In der 1. Klasse Ost holte der SV Zwölfaxing gegen den SV Hundsheim nach 0:2-Rückstand noch ein 2:2. Nach dem Pausenstand von 0:1 trafen Daniel Brunnhofer und in der Nachspielzeit Hubert Kern für die Hausherren. Sportchef Rafael Illner sprach anschließend von einem „klassischen Unentschieden“ und lobte den Einsatz seiner Mannschaft. Auch ein aus seiner Sicht irrtümlich abgepfiffenes Abseitstor sorgte für Gesprächsstoff – am Ende blieb es beim gerechten Remis.

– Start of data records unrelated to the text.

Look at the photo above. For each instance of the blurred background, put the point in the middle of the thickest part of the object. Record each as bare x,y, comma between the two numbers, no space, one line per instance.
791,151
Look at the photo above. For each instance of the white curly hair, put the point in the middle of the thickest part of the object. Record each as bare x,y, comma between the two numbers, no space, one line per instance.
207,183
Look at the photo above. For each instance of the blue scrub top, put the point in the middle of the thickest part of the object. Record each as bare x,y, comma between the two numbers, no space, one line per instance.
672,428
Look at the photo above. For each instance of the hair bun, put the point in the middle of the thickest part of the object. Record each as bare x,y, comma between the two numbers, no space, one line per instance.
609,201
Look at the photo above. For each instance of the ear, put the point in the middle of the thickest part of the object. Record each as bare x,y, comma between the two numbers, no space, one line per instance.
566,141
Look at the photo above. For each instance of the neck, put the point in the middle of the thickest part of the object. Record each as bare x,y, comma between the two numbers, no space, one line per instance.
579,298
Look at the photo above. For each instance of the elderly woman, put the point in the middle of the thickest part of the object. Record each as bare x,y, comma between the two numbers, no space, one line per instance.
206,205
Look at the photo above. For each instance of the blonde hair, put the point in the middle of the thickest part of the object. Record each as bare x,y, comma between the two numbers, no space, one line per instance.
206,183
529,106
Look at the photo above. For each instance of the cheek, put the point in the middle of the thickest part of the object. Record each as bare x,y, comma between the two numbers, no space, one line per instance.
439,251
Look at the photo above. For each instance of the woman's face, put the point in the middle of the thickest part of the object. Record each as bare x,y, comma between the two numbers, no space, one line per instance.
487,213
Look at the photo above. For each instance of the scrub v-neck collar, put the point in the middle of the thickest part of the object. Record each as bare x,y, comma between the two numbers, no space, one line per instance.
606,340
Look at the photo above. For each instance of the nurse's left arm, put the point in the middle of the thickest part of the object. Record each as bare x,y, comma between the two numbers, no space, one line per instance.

Image by Alexander Fox | PlaNet Fox from Pixabay
Zwölfaxing erwischte keinen leichten Abend, denn Hundsheim nutzte seine erste gute Phase eiskalt. In Minute 22 stellte Lukas Ankhelyi auf 0:1, ein Vorsprung, der dem Spiel einen klaren Rahmen gab: Die Gäste konnten abwarten, die Heimischen mussten viel investieren. Bis zur Pause blieb es beim 0:1. Nach dem Wechsel erwischte Hundsheim erneut den besseren Moment: Stanislav Ducár erhöhte in der 59. Minute auf 0:2. Zwölfaxing gab sich aber nicht geschlagen, blieb dran und erarbeitete sich den Anschluss – Daniel Brunnhofer traf in der 70. Minute zum 1:2. Die Partie blieb offen, die Hausherren suchten beharrlich den Ausgleich, ohne dabei ins volle Risiko zu verfallen. Belohnt wurde der Aufwand ganz spät: In der Nachspielzeit (90.+3) drückte Hubert Kern den Ball zum 2:2 über die Linie. Nach einem langen Anlauf stand am Ende ein Punkt, der sich für Zwölfaxing wie ein kleiner Sieg anfühlte.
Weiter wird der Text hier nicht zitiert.